Yokohama, the second largest city of Japan, is an exciting city and known for its futuristic port, Chinatown and relaxed atmosphere. Good versions of this yoshoku (western-inspired Japanese cuisine) should not be over greasy, and are usually served with shredded cabbage and rice, curried to make Japanese curry katsu or sandwiched between fresh white bread with a delicious sauce to lap up. It is so popular that you'll find tonkatsu being made and served all over Yokohama, with one of my favorite spots being Katsuretsu An The English menu might be the initial drawcard, but that the friendly staff and great tonkatsu is what keeps the loyal patrons coming back for more.
Slandmarks of entry in the neighborhood are the famous chinese "gates" that can be seen in all the world's chinatowns, inYokohama there are four bordering the entire area, the North gate, South gate, East gate (also called Chouyoumon 中華街 食べ放題 おすすめ gate) and the West gate, but others can be found in front of the main streets of the neighborhood, for example the Zenrimon Gate, the Tenchoumon gate or the Ichibadori Gate (in the map at the bottom they are all marked).
Some of Chungking Chinese Sichuan's more popular banquet dishes include Lobster (or beef) in Taro Nest, Abalone Mushrooms with Baby Bok Choy in Oyster Sauce, Winter Melon Soup served in the melon, Sliced Abalone in the shell, Cold Appetizers served in the shape of a peacock, and a whole Ginger Scallion Fish.
Not just a place for buying great souvenirs and eat Chinese food, the area has grown so much in space and variety that you'll find traditional foods from all over Asia here, including Korean Barbecue, Vietnamese pho and banh mi, and Taiwanese dumplings.
Just as listening to Johnny Mathis on a dateless Saturday night had spread sweet melancholy among my University of Michigan dorm mates, so the rhythmic crooning of Ayumi Ishida's ballad of love and longing in Yokohama set off waves of romantic yearning among my Japanese co-workers.
5-minute walk south of Chinatown, in the district of Kotobukicho, one of the poorest neighborhoods (a slum) of Yokohama with a rather peculiar story behind, there are some particularly cheap hostels, the Hostel Village , the Porto Hostel , the A Silk Tree hostel This area is not dangerous.

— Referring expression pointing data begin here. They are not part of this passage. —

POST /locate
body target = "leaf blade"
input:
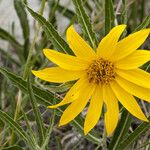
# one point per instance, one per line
(43, 97)
(85, 23)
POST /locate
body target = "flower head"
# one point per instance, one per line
(109, 75)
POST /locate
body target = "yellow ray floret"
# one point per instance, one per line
(107, 76)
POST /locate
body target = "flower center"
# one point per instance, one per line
(101, 71)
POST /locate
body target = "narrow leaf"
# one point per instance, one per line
(45, 98)
(36, 111)
(14, 125)
(16, 147)
(20, 10)
(141, 129)
(8, 37)
(121, 130)
(144, 24)
(52, 34)
(85, 23)
(109, 16)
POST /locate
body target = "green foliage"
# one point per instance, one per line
(25, 121)
(85, 23)
(109, 15)
(52, 34)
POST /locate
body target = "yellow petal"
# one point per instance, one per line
(129, 44)
(65, 61)
(94, 110)
(78, 105)
(78, 45)
(72, 94)
(136, 76)
(58, 75)
(107, 44)
(112, 113)
(128, 101)
(134, 60)
(134, 89)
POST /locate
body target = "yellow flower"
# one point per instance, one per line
(109, 75)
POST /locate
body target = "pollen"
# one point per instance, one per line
(101, 71)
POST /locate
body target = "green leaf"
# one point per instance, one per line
(20, 10)
(36, 111)
(9, 57)
(13, 148)
(52, 34)
(121, 130)
(141, 129)
(45, 98)
(14, 125)
(109, 16)
(144, 24)
(85, 23)
(66, 12)
(8, 37)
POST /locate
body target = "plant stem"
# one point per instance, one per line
(28, 62)
(104, 146)
(27, 69)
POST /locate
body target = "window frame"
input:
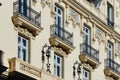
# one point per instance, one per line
(21, 46)
(87, 73)
(110, 14)
(58, 64)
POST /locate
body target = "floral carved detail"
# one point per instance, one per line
(99, 35)
(45, 2)
(74, 17)
(24, 31)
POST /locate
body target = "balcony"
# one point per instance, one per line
(112, 68)
(89, 55)
(18, 67)
(110, 23)
(61, 38)
(27, 19)
(49, 76)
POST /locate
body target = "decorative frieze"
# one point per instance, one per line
(74, 17)
(24, 31)
(45, 2)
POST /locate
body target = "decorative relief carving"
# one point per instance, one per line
(24, 31)
(59, 51)
(74, 17)
(45, 2)
(99, 35)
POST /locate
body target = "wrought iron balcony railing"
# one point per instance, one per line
(112, 65)
(28, 13)
(90, 51)
(62, 34)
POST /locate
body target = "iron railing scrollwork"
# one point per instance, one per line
(90, 51)
(62, 34)
(28, 13)
(111, 64)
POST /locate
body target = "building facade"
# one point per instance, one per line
(60, 40)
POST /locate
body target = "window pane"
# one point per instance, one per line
(24, 42)
(58, 71)
(59, 11)
(58, 60)
(24, 54)
(19, 39)
(18, 52)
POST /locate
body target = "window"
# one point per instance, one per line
(57, 65)
(58, 16)
(110, 50)
(86, 74)
(110, 15)
(23, 5)
(58, 21)
(110, 54)
(23, 48)
(86, 36)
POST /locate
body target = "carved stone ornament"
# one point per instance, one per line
(74, 17)
(24, 31)
(45, 2)
(59, 51)
(99, 35)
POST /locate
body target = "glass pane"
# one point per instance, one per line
(19, 52)
(58, 70)
(58, 60)
(24, 54)
(86, 74)
(55, 9)
(24, 42)
(59, 11)
(54, 69)
(19, 39)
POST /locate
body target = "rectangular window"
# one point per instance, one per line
(110, 15)
(23, 48)
(57, 65)
(86, 74)
(86, 39)
(58, 21)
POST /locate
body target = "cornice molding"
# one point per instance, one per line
(24, 31)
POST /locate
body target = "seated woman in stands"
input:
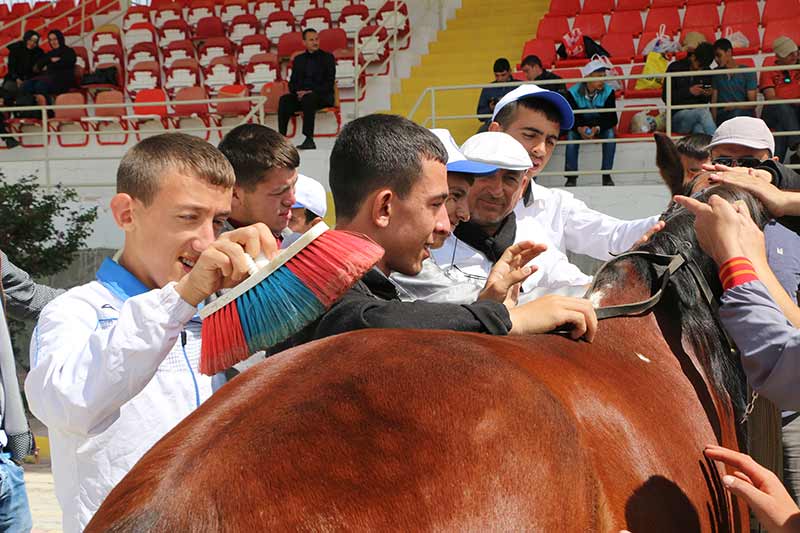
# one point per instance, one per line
(55, 70)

You will leave Yokohama Chinatown with your ears ringing with bells, eyes burning with lights and stomach bursting with Chinese food. After a little break and satisfying your sweet-tooth, get back on the streets to check out one of Chinatown 's most famous and picture-worthy treats: the panda steam bun.

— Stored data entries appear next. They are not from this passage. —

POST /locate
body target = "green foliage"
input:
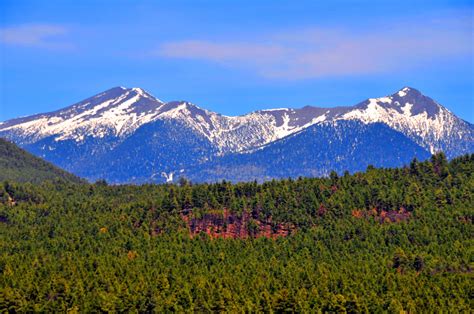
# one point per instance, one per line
(20, 166)
(93, 247)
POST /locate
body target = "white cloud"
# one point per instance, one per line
(319, 52)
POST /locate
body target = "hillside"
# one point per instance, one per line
(126, 135)
(20, 166)
(384, 240)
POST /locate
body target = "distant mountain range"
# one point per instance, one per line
(126, 135)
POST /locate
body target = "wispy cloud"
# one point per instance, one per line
(321, 52)
(48, 36)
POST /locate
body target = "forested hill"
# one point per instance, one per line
(18, 165)
(379, 241)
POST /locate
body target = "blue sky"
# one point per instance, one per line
(235, 56)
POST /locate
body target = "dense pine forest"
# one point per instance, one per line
(382, 240)
(18, 165)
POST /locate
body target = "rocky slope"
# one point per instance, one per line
(128, 135)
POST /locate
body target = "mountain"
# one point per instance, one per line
(128, 135)
(315, 151)
(20, 166)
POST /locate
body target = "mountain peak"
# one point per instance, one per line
(408, 91)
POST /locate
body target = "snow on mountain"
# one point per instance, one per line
(120, 111)
(417, 116)
(117, 112)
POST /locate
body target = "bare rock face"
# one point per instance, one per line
(126, 135)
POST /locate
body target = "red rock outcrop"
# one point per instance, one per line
(224, 224)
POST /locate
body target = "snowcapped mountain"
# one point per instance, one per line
(128, 135)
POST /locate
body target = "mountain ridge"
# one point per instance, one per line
(97, 127)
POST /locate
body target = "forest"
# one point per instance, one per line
(382, 240)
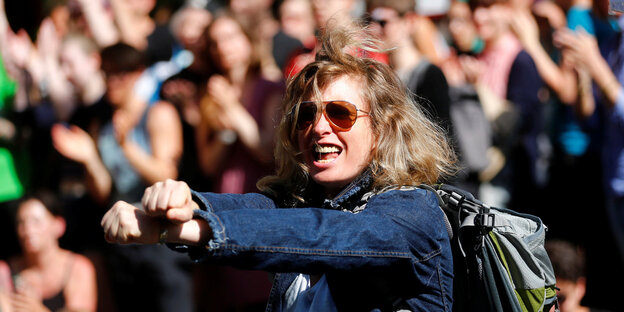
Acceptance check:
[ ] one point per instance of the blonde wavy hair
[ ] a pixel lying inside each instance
(410, 148)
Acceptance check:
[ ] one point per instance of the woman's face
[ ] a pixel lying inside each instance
(228, 44)
(336, 157)
(37, 228)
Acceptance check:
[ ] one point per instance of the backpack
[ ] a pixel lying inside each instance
(500, 263)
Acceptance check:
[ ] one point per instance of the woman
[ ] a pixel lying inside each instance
(239, 111)
(350, 146)
(45, 277)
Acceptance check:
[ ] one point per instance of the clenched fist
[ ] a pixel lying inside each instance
(171, 199)
(127, 224)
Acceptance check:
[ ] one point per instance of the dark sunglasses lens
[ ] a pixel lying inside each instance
(306, 116)
(341, 114)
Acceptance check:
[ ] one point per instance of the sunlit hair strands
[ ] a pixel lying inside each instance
(410, 148)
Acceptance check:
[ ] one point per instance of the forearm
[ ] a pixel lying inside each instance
(605, 79)
(586, 105)
(60, 90)
(560, 81)
(101, 26)
(195, 232)
(99, 183)
(211, 150)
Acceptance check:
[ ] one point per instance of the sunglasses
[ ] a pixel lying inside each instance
(340, 114)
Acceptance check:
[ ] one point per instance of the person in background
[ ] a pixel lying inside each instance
(239, 111)
(568, 262)
(235, 138)
(140, 143)
(45, 277)
(511, 79)
(351, 146)
(394, 22)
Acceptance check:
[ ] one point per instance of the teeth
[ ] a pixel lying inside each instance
(326, 149)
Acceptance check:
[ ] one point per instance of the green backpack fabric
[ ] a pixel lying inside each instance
(500, 263)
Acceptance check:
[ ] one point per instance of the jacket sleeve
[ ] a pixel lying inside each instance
(396, 226)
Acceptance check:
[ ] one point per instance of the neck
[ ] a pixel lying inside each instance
(43, 258)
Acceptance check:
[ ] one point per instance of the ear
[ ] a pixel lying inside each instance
(411, 18)
(59, 227)
(581, 287)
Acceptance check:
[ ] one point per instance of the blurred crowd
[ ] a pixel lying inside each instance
(102, 98)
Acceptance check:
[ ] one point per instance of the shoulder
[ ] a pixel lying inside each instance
(412, 200)
(82, 265)
(414, 210)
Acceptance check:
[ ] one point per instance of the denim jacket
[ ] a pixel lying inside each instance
(384, 253)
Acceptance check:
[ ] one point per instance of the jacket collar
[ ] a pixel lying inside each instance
(351, 196)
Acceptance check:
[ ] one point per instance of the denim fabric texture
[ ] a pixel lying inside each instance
(393, 254)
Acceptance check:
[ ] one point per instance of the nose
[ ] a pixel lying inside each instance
(322, 125)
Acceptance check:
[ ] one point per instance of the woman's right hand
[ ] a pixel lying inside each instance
(171, 199)
(127, 224)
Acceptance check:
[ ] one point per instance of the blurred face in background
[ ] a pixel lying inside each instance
(391, 27)
(191, 28)
(37, 228)
(229, 46)
(119, 87)
(78, 65)
(491, 21)
(297, 19)
(140, 7)
(328, 9)
(250, 7)
(461, 26)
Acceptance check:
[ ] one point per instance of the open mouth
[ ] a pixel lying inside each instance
(326, 153)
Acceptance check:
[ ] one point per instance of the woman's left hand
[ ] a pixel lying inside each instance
(127, 224)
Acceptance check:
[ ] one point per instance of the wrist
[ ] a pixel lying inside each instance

When it comes to enjoying Chinatown, it's the sampling of the various types of Chinese dishes. Thus, many Tokyo-ites were shocked, and not a little appalled, when they learned about American places such as David's Taiwanese Restaurant in Queens, where sushi and sashimi are served alongside Chinese food.
Ryushoki is a popular Chinese restaurant for their all-you-can-eat course with 138 items and is the origin of oven-grilled Peking ducks. The colour filled streets, shops and restaurants immediately transport visitors to the Middle Kingdom, but what completes the experience is the food.
Another cross-cultural dish is Boneless Japanese Eel with Vegetables in a sweet and spicy sauce. Call it The Little Noodle Dish that Could: the crunchy chow mein (known in Japanese as kata-yakisoba) at Bairan has ignited a passion that's spread far beyond Chinatown.
The neighborhood is very popular among the Japanese in particular for its excellent Chinese cuisine restaurants, as well as several cheap chinese shops. Typically, Japanese people drink a quick beer with their Chinese appetizers, then switch to Shao Xiang Chinese wine with their main courses.
Chinese town is indicated the place where the 2.2 square km of Yamashita-cho, Yokohama-city. This Chinese restaurant is a great option inside the Yokohama Landmark Tower. On the way back to Yokohama, I stopped by the Sankei-en Garden, a Japanese garden laid out in 1906 by a Yokohama businessman who made his fortune in the yarn industry.